I AM shocked by the degree to which America’s response is “install metal detectors, arm principals, create tough discipline policies.” I see that these reactions are more of the same — Einstein wrote, roughly, that we can not solve a problem using the same kind of thinking that got us INTO the problem. And while I too am compelled to urgent action, I hope that we can utilize different kinds of thinking than the “egosystem.”

In the last week, Six Seconds has been working to gather a broad spectrum of educators who will join a call for a re-focus on long-term prevention. I will send that out next week, but for now, it has been sad for me to see the egosystem at work in our colleagues — so many of whom wanted to sign-on only to their projects, their perspectives. And as I write this and point my finger, I realize that even in the way I wrote the original “call for prevention”, I was doing the very same thing. I was writing a press release that talked a lot about Six Seconds and our work… and then blaming people for wanting to only talk about their work….
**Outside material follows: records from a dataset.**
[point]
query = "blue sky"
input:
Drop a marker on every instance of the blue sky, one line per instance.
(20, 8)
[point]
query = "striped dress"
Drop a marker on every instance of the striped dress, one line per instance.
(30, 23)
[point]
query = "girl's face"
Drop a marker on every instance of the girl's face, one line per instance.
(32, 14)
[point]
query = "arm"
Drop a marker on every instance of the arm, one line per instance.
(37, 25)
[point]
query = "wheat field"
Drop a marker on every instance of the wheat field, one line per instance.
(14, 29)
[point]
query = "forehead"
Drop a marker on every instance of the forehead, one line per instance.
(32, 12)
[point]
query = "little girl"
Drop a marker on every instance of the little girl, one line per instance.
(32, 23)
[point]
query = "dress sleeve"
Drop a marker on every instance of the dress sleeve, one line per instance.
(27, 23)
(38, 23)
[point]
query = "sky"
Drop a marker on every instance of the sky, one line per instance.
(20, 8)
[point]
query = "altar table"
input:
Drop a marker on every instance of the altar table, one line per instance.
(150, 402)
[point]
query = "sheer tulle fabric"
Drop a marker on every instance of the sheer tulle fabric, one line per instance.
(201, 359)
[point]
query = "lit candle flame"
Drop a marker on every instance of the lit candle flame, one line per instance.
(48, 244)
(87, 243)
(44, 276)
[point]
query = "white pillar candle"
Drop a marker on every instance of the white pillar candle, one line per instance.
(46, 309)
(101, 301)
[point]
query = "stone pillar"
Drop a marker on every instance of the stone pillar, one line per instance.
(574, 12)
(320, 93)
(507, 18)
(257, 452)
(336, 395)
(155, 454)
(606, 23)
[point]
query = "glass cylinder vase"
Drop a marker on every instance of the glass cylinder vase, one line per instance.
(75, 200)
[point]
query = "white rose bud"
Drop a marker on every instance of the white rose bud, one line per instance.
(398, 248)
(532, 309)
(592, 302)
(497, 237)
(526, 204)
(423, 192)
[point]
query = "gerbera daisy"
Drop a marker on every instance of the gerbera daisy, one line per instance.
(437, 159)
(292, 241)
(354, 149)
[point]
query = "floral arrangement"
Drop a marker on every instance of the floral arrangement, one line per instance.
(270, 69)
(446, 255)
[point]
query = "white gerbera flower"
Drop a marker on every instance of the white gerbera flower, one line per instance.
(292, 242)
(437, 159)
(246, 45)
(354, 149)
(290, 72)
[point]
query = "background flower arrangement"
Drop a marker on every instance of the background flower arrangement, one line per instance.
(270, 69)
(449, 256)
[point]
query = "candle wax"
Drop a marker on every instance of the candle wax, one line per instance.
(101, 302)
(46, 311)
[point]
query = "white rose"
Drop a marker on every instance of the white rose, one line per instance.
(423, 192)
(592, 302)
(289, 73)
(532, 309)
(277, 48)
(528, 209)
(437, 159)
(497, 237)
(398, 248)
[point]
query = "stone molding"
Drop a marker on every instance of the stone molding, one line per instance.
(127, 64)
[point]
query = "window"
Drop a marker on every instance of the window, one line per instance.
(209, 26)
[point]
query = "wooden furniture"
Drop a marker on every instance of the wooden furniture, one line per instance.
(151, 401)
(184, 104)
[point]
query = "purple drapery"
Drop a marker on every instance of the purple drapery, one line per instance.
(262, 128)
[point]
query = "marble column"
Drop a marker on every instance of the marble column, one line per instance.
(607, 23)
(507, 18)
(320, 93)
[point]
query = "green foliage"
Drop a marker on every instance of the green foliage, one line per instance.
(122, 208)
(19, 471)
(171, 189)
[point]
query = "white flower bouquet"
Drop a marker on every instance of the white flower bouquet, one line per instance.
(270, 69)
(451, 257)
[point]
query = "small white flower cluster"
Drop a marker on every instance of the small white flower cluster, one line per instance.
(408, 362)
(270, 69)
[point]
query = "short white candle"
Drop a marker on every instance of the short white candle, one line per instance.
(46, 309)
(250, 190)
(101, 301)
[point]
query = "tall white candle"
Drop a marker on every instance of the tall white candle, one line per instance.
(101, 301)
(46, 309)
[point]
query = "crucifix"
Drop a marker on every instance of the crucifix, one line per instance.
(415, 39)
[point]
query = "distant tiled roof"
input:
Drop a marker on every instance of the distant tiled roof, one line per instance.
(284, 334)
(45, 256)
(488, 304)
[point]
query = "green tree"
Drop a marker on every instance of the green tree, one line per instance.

Marsha told me that when she taught kindergarten, she taught that when we point a finger, we point three at ourselves. As I have thought more about this, I realize that one implication is that when I find myself pointing my finger, I need to learn something about what I am thinking, feeling, and doing. That might be a good moment for me to take a six second pause and carefully reflect.

It takes vigilance. Not metal detector vigilance, but stuck-in-the-same-pattern vigilance. If we can only change ourselves, we’d each better take that responsibility pretty seriously. Vigilance is cental to that seriousness.

Essentially, “vigilance” means careful watching. To add the EQ piece, it would also include monitoring the interplay of thoughts, feelings, and actions. Why do you do what you do? Why are you responding to this question the way that you are? As I become more vigilant, I become more aware of cause and effect within myself; I become more aware of the patterns that drive me — and perhaps automatically become more responsible for them.

I am not sure it is automatic. I have seen students have this moment of realization where they see how a pattern has driven them, and they immediately move toward responsibility. But it is often short term — they have to see it over and over.

In the face of kids killing kids, I lose patience. I do not want to see it over and over before I learn about my responsibility.

The emotional part of vigilance also means that like watching closely, I will “feel closely.” Each time I hear more about Columbine, I close off more feeling — I do not want to go there. But if I am going to vigilant, I can not ignore those feelings. Instead, I will use them to motivate myself toward change — despite finger pointing, and despite the long uphill climb.

I will send the prevention info in a few days.